At the brink of World War II, the battleship U.S.S. New York stopped in Portland Harbor, preparing to patrol the North Atlantic.
On August 1, 1939, the U.S.S. New York anchored in Portland Harbor to give the men on board a week’s liberty, apparently much to the delight of the local girls, or, as an effusive reporter called them, “Portland’s pulchritudinous lassies.” The battleship carried 371 Naval Academy midshipmen, 755 enlisted men, and 57 officers who had been engaged in training exercises at sea.
While the midshipmen enjoyed a tea dance at the Portland Country Club, readers of the Evening Express and the Portland Press Herald learned that the British Prime Minister, Neville Chamberlain, had a “dark but still hopeful view of the international picture” (see story in the far right column).
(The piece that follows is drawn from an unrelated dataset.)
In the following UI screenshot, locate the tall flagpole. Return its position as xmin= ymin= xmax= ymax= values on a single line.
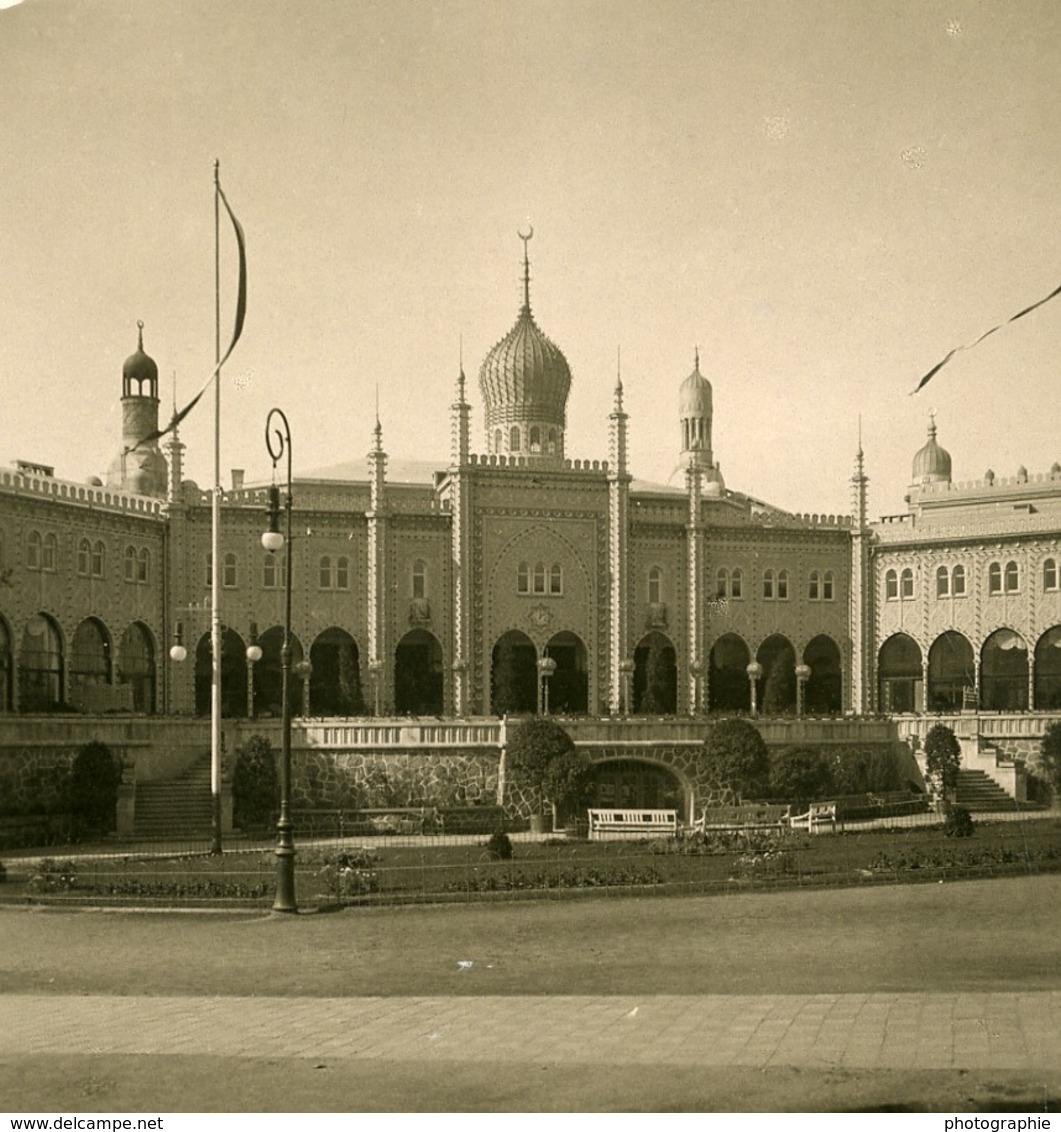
xmin=209 ymin=158 xmax=221 ymax=854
Chamberlain’s policy of appeasement would end with Hitler’s invasion of Poland, exactly one month after these photographs were taken. Britain and France declared war on Germany on September 3, 1939.
During the war, the U.S.S. New York participated in convoy operations. Once the war had ended, she served as a target during atomic bomb tests in the Marshall Islands in July of 1946, after which she was too radioactive for further service and was decommissioned.
Here are the original camera images which were used in the Portland Evening Express article, showing crew members of the U.S.S. New York plying their musical talents, and baking in the large ship’s kitchen.
Above: Exercising on rowing machines on deck.
Below: Writing letters home, and catching up on reading, aboard the U.S.S. New York.